Crossover events are formed in the cell by two independent pathways, therefore they are divided into class I and class II crossovers. By blocking individual pathways, we examined recombination frequency separately in the context of class I and class II, both in specific chromosomal regions using fluorescent seed-based system (Figure A) and on a genome-wide scale (Figure B) in the model plant Arabidopsis thaliana. We discovered that MSH2 protein, in response to the presence of polymorphisms between recombining chromosomes, stimulates the formation of class I crossovers but blocks class II. The anti-recombination role of MSH2 in class II in polymorphic regions probably involves stimulation of the action of DNA helicases, which cause the dissolution of recombination intermediates and thus repair by other mechanisms. This antagonistic effect of MSH2 on both crossover pathways is probably related to their different biological functions: Class I is meiosis-specific and is responsible for the majority of crossover events. In meiosis, stimulation of crossover in polymorphic regions allows the reshuffling of genetic information and the creation of new genotypes, which is important in the adaptation and evolution of genomes. However, proteins responsible for class II crossover function mainly in somatic cells, where their role is linked to DNA repair. Therefore, class II is not active in polymorphic regions where it could lead to mutations.

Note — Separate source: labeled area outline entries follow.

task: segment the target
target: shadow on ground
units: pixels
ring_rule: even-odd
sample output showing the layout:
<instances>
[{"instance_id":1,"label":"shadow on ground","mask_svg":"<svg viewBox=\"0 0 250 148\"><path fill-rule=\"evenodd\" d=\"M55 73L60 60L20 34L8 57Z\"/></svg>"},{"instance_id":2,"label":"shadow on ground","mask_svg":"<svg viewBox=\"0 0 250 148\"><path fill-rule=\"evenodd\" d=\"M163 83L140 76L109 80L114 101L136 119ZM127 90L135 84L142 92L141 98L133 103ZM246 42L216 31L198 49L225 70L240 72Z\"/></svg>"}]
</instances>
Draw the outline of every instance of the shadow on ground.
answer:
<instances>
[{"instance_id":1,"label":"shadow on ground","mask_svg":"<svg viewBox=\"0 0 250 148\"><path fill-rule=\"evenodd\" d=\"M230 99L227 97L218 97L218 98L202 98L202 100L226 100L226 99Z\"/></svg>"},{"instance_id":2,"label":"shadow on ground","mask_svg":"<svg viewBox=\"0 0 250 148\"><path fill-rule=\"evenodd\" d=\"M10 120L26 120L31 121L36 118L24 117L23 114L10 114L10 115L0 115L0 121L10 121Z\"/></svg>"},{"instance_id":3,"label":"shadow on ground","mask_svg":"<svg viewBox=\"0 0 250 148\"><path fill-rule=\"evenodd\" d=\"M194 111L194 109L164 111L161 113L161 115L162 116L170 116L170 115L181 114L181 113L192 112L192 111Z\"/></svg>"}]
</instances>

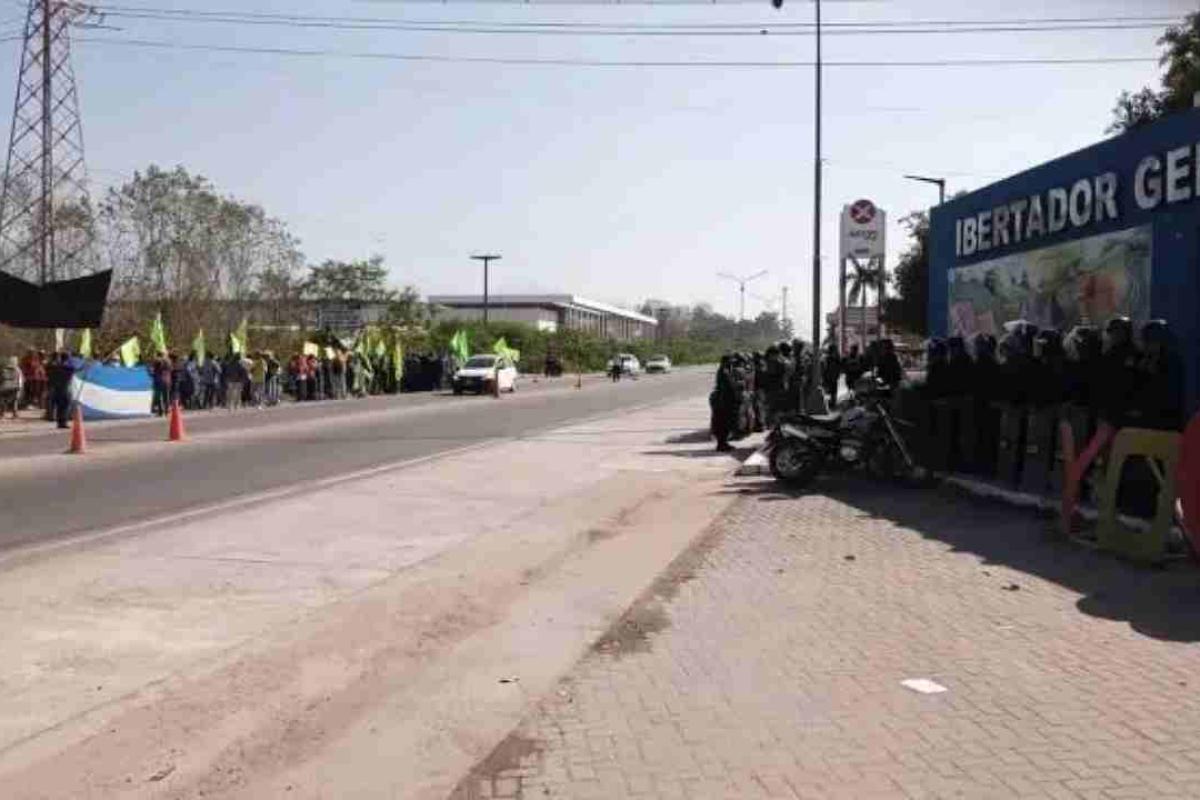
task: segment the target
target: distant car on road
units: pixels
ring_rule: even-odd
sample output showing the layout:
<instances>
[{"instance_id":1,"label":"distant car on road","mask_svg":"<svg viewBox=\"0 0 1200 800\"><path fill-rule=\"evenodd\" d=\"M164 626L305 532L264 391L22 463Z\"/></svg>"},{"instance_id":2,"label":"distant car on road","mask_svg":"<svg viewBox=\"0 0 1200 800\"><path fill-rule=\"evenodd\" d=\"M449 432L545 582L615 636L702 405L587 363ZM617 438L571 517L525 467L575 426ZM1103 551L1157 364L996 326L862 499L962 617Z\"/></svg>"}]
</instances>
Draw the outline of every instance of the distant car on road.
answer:
<instances>
[{"instance_id":1,"label":"distant car on road","mask_svg":"<svg viewBox=\"0 0 1200 800\"><path fill-rule=\"evenodd\" d=\"M652 372L671 372L671 359L665 355L650 356L646 361L646 374Z\"/></svg>"},{"instance_id":2,"label":"distant car on road","mask_svg":"<svg viewBox=\"0 0 1200 800\"><path fill-rule=\"evenodd\" d=\"M642 372L642 362L632 353L618 353L614 355L608 361L608 369L612 369L616 363L620 365L620 372L625 375L638 375Z\"/></svg>"},{"instance_id":3,"label":"distant car on road","mask_svg":"<svg viewBox=\"0 0 1200 800\"><path fill-rule=\"evenodd\" d=\"M454 373L451 387L455 395L475 392L482 395L492 391L492 383L499 381L502 392L517 390L517 368L511 361L499 355L473 355Z\"/></svg>"}]
</instances>

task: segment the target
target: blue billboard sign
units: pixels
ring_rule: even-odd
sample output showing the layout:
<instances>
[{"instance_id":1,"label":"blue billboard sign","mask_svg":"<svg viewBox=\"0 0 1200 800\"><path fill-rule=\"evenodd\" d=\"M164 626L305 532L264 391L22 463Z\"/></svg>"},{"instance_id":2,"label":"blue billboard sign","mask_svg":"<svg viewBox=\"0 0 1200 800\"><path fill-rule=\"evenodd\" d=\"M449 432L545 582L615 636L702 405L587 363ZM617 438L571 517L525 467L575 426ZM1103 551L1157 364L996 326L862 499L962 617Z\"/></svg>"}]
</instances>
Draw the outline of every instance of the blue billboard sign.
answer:
<instances>
[{"instance_id":1,"label":"blue billboard sign","mask_svg":"<svg viewBox=\"0 0 1200 800\"><path fill-rule=\"evenodd\" d=\"M956 197L930 218L935 336L1170 323L1200 395L1200 109Z\"/></svg>"}]
</instances>

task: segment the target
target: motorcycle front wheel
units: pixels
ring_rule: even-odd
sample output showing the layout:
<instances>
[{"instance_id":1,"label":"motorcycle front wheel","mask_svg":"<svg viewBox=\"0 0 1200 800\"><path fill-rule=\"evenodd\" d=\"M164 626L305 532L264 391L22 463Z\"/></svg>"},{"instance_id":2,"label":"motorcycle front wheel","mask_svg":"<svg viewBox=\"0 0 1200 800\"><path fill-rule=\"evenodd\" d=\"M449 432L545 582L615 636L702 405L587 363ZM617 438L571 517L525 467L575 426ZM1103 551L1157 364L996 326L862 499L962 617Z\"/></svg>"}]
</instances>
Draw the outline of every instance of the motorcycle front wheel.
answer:
<instances>
[{"instance_id":1,"label":"motorcycle front wheel","mask_svg":"<svg viewBox=\"0 0 1200 800\"><path fill-rule=\"evenodd\" d=\"M770 474L776 481L800 488L821 471L821 453L806 439L785 439L770 451Z\"/></svg>"}]
</instances>

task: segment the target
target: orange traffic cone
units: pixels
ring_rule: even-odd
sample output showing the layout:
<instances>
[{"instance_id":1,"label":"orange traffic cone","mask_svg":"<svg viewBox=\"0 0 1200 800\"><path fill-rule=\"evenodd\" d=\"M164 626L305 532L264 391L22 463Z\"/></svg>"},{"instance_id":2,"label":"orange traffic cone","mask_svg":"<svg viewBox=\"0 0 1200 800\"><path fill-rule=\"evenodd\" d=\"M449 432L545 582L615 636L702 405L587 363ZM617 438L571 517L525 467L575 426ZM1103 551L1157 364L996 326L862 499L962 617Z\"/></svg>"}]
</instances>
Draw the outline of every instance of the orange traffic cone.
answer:
<instances>
[{"instance_id":1,"label":"orange traffic cone","mask_svg":"<svg viewBox=\"0 0 1200 800\"><path fill-rule=\"evenodd\" d=\"M179 410L179 401L170 404L170 429L167 433L167 441L184 441L184 415Z\"/></svg>"},{"instance_id":2,"label":"orange traffic cone","mask_svg":"<svg viewBox=\"0 0 1200 800\"><path fill-rule=\"evenodd\" d=\"M88 437L83 432L83 409L76 403L74 414L71 416L71 449L68 453L83 455L88 452Z\"/></svg>"}]
</instances>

Moreover, we analyzed how the distribution of polymorphisms along the chromosome affects recombination. It turns out that the pattern of recombination is similar in inbred lines that lack polymorphisms and in hybrids that have hundreds of thousands of polymorphisms along the chromosomes. However, the pattern of crossovers changes dramatically when part of a chromosome is polymorphic while the rest is non-polymorphic – in such a case the dominant class I crossovers are redistributed to polymorphism-rich regions. Why is the distribution of recombination similar in inbred and hybrid lines? In inbreds, where there are no polymorphisms, MSH2 has nothing to bind to and the distribution of crossover depends mainly on the location on the chromosome. In turn, in hybrids, polymorphisms occur along the entire length of the chromosome, MSH2 complexes bind to them quite evenly and, consequently, the location on the chromosome again influences the distribution of class I crossover. However, in a situation where a single polymorphic region is located on a non-polymorphic chromosome, local increase in the concentration of mismatch-recognizing MSH2 complexes occur, which results in stimulation of class I crossover in the polymorphic region.